Scenes of stillness and gentleness amid decay
CAMBRIDGE - Sub-Saharan Africa can present a unique vibrancy. Think of the exuberance of its music, the lushness of its vegetation, the world-historical wonder that is Nelson Mandela's smile.
The sub-Saharan Africa Guy Tillim records in his photographs seems to lack even the memory of vibrancy. Its stillness goes far beyond any lack of motion. The most one can say about these abandoned hotels and dusty bureaucratic warrens is that the faded splendor they sometimes possess mustn't have been very splendid to begin with. Tillim's images are postcards from a post-colonial world. They document not just the moral bankruptcy of colonialism but the nearly complete bankruptcy of its legacy.
A white South African, Tillim is the first winner of the Robert Gardner Fellowship in Photography. Gardner, who funded the prize, is best known for his documentary "Dead Birds." A legendary figure in the field, he taught film at Harvard for many years.
"Avenue Patrice Lumumba: Photographs by Guy Tillim" is a product of the fellowship. It's at Harvard's Peabody Museum of Archaeology and Ethnology through Sept. 7. The photographer has described it as "a walk through avenues of dreams."
Naming streets after Patrice Lumumba is a common practice in southern Africa. Lumumba, the first elected prime minister of what is now the Democratic Republic of Congo, was murdered in 1961, only months after taking office. So he is that most alluring of historical types: the idealist who died before his ideals could be tested and, perhaps, found wanting. Thus the streets named for him very much are, as Tillim suggests, avenues of dreams: a dream of a continent freed from outside rule and left to flourish in freedom and prosperity.
The reality proved far different, which makes the dreamlike quality of Tillim's pictures all the more striking. There are 21 of them, taken in Mozambique, Madagascar, Congo, Angola, Ghana. Each is big, roughly 2 1/2 feet by 4 feet, and in color.

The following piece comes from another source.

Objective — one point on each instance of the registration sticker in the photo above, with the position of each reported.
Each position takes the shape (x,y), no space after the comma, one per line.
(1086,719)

The color is so delicate as to seem almost faded - a function of the thin, watery light that fills many of Tillim's photographs. That's one contributor of dreaminess. Another is the parade of incongruity they record: a chair with torn armrests, headless statues, a sheet flapping on a clothesline in a drained swimming pool. Through a trick of perspective, a plaque shaped in an outline of the African continent looks like an oddly formed stain or bit of missing plaster.
Finally, there's the relative absence of people. A few times we glimpse a pedestrian on an otherwise-abandoned street, or a civil servant becalmed at his desk. But "Avenue Patrice Lumumba" is about space and the structures erected (and slowly collapsing) within it, not the people who use them.
The sense of depopulation makes sense. Given the chance, who wouldn't flee such scenes of unemphatic oppressiveness? The modifier is as important as the noun, though. Tillim reveals scraggliness, disrepair, and decay, but no horror. His pictures exhibit a gentleness that's at once generous-spirited and beguiling. He is a fellow African, after all, and there's nothing judgmental about his photographs. When Tillim speaks of "my embrace" of "this strange and beautiful hybrid landscape," one doubts neither the genuineness of his feeling nor the accuracy of his words.
That embrace would be better served were the photographs hung with more formality. They lack both mattes and frames. Perhaps the idea was to give the images an air of casualness and sense of greater immediacy. The effect, though, is of a disregard for upkeep and detail comparable to that evident in so many of the scenes Tillim has photographed.